Tournament Angler And Bream Specialist
Alex has been fishing bream tournaments in Western Australia for a number of years both as a boating angler and as a kayak competitor. He’s made regular appearances on the podium and rates Albany as one of his favourite Western Australian bream fishing destinations.
Alex’s Top Bream Fishing Tips
- There are two river systems and one estuary in Albany, providing a great diversity of different habitats and structure to fish for bream from flats to rock walls, timber, seagrass and more.
- Albany bream fishing is a year-round fishing opportunity, although fish tend to head into the deeper parts of the estuary and school up in the late winter in preparation for spawning.
- Alex likes the bigger tides and reckons it’s best when there’s some run in the water, particularly fishing around bridges. On the higher limbs of the tide it’s best to fish the flats and the margins, while on the lower tides it’s better to pay attention to the deeper areas and dropoff.

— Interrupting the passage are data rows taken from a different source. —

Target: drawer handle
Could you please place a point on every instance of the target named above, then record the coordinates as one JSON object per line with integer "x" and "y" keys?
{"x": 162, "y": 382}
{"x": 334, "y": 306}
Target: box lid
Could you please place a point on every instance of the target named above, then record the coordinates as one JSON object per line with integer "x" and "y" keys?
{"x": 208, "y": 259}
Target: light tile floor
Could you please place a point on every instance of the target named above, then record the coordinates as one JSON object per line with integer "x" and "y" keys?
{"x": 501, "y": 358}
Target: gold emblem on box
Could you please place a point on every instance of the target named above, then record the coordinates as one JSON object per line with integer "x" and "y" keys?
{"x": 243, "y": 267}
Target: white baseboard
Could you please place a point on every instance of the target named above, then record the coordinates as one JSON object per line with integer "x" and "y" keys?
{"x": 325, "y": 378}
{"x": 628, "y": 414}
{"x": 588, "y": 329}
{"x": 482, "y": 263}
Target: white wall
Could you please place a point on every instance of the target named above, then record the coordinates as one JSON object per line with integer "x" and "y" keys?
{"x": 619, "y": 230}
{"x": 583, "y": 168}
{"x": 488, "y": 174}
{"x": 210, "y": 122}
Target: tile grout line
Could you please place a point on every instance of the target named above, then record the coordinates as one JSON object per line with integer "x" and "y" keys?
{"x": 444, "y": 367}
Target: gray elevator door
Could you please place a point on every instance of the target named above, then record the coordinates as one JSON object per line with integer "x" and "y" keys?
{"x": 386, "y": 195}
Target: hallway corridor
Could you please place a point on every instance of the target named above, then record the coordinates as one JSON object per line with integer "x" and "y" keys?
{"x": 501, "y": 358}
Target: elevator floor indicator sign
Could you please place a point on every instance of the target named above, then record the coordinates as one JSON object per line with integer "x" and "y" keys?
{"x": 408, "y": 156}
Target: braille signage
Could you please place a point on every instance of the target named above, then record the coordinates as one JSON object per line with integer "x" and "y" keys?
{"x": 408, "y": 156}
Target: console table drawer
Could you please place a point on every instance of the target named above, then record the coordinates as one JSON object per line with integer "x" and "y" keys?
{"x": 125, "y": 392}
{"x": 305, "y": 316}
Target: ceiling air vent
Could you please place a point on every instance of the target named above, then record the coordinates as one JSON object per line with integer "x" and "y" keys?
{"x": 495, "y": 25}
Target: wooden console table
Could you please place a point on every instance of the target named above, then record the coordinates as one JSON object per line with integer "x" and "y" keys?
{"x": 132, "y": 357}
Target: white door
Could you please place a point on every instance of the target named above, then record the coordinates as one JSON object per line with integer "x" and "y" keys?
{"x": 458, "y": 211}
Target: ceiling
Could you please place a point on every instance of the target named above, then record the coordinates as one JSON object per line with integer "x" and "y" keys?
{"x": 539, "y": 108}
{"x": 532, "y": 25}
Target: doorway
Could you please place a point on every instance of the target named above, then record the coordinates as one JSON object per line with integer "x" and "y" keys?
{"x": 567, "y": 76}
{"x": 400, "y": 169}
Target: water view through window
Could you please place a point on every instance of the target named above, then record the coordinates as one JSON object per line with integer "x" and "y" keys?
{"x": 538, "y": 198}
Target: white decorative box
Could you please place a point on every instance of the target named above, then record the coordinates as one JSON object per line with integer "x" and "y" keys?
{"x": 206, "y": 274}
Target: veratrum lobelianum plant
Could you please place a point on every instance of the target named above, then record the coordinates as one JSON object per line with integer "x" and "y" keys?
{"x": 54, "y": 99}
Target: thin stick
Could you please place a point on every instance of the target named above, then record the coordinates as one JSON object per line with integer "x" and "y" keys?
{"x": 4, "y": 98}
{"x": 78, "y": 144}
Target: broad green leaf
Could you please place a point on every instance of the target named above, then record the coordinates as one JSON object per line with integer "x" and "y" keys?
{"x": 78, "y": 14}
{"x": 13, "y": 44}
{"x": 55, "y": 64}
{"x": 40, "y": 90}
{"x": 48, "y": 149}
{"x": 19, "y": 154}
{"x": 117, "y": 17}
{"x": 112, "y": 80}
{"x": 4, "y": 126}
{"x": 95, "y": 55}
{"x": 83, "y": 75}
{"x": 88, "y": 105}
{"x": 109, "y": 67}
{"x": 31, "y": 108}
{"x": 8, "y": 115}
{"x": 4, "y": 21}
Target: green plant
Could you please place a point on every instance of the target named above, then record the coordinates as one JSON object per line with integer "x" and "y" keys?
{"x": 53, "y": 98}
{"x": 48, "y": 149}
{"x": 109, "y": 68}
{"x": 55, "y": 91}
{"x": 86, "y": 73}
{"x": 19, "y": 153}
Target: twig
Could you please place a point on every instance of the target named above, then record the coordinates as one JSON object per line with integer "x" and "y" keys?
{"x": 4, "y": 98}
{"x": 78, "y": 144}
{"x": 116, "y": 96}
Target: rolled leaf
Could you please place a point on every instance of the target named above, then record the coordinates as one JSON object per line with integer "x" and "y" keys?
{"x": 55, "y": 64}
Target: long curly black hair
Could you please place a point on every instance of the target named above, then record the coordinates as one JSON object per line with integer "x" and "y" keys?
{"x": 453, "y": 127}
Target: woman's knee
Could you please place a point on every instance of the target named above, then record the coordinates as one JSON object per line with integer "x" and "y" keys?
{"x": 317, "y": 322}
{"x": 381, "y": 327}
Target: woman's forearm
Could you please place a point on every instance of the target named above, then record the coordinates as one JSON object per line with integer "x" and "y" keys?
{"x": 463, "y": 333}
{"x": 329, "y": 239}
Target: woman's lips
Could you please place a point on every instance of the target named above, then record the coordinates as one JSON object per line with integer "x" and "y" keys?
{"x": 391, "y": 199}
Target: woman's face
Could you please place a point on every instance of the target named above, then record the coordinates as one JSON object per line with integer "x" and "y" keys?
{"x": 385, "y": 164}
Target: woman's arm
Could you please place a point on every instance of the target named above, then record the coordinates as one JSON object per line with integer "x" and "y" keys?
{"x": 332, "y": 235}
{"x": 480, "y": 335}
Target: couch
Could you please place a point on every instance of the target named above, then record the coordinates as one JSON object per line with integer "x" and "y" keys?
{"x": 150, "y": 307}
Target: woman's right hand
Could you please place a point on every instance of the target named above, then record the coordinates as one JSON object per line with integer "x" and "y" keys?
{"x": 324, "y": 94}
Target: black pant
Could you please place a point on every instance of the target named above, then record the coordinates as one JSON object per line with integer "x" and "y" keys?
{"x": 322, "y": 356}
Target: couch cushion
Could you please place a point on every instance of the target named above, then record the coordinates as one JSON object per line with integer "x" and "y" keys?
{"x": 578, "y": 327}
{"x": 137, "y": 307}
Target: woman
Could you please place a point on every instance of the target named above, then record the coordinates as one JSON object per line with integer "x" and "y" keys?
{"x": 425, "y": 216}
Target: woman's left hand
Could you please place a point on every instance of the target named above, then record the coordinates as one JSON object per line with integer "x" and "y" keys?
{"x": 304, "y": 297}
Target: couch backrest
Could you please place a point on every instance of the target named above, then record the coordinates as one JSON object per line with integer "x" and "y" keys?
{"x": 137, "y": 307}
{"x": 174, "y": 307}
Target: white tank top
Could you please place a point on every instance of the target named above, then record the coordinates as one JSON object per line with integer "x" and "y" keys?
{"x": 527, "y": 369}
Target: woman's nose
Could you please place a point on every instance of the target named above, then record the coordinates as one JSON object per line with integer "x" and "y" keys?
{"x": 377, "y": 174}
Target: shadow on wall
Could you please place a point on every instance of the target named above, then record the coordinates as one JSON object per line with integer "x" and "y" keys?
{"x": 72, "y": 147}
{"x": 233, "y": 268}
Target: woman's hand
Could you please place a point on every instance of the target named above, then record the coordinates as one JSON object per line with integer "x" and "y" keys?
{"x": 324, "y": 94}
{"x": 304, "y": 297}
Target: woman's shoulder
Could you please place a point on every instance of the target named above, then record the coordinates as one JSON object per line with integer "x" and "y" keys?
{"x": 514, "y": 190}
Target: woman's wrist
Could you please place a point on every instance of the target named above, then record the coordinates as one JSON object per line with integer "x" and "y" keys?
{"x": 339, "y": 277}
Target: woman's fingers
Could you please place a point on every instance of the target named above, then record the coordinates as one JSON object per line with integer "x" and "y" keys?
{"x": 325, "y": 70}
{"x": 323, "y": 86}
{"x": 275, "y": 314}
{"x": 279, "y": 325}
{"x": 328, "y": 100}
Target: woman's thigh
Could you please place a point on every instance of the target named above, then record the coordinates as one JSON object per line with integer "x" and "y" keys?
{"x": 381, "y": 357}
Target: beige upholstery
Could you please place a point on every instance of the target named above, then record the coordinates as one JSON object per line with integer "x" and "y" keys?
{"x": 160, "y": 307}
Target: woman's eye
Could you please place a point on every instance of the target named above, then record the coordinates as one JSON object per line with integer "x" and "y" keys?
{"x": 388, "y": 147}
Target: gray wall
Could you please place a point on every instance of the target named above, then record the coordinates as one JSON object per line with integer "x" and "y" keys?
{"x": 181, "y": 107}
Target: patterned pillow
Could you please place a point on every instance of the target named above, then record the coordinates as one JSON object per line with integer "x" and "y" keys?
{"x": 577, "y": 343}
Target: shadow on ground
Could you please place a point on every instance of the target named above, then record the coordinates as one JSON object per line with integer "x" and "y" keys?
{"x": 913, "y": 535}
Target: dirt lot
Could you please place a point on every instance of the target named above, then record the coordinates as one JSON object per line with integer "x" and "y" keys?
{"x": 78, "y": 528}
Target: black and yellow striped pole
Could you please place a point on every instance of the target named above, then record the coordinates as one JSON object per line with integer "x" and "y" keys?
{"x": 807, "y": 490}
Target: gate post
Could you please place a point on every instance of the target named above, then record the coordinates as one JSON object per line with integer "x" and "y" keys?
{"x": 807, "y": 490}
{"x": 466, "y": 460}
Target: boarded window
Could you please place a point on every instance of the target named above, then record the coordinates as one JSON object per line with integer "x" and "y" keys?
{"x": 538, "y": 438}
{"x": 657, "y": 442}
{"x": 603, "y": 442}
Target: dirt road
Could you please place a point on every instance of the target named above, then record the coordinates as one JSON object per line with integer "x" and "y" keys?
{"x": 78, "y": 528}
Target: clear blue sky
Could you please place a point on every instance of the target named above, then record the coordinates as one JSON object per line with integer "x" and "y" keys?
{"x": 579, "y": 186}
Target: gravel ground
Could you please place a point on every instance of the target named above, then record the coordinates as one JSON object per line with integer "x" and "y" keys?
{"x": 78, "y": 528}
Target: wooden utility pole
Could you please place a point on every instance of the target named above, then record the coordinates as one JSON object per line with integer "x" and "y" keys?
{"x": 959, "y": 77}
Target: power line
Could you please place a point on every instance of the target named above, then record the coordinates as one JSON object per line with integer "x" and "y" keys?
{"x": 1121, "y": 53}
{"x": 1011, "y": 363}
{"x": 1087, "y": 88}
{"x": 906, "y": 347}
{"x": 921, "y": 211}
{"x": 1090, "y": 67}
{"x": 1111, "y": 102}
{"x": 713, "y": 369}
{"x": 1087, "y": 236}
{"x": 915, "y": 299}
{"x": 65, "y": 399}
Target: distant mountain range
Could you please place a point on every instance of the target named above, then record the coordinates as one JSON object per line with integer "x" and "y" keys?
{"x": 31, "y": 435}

- Wind is your friend when you’re fishing for bream in most parts of Australia, and Albany is no exception. Perfect bream fishing conditions for Alex means 15-20 knot southerly winds, overcast skies, big tides for the area (0.9-1.2m) and a high tide. But fish can bite under any conditions.
Alex’s Preferred Bream Fishing Tackle
- Alex uses custom 6”10 to 7’2” 1-3kg or 2-4kg spin rods with 1000-2000 size reels loaded with 6-10lb braid and 4-6lb fluorocarbon leaders. He likes faster taper rods for casting soft plastics but likes a softer tipped rod for fishing crankbaits and other hard bodied lures.
Alex’s Bream Fishing Lures
- The Z-Man 2.5” grub in motor oil or bloodworm colour is a great lure for Albany bream fishing. Alex fishes these on 1/12 to 1/16 oz jig heads. These lures are very versatile and can be hopped across the bottom, cast tight to structure and allowed to sink before being worked back out or even slow rolled across flats or above grass.
- Berkley Powerbait 2” Bulky Hawg is a great imitation of the unique crustaceans on which fish feed in the Albany systems but has been discontinued by the manufacturer. Alex recommends checking out how the natural animal moves and mimicking their behaviour. Slow rolling or retrieves with minimal action aren’t very productive with this lure.
- The Cranka Crab is a staple in many bream fishing tackle boxes and works as well around Albany as it does other locations. Alex casts it into cover around snags, bridges, pylons etc and allows it to waft around until it hits bottom. He then retrieves the lure and makes another cast. On flats and open bottom it can work to slowly drag the lure along.
- Cranka Vibes are a great addition to the kit during the winter months. They can be worked in various ways using various different retrieves but the clatter seems to attract fish from a long way. Alex reckons it’s worth varying the retrieve from subtle hops to wildly erratic until you discover what works on the day, then repeat.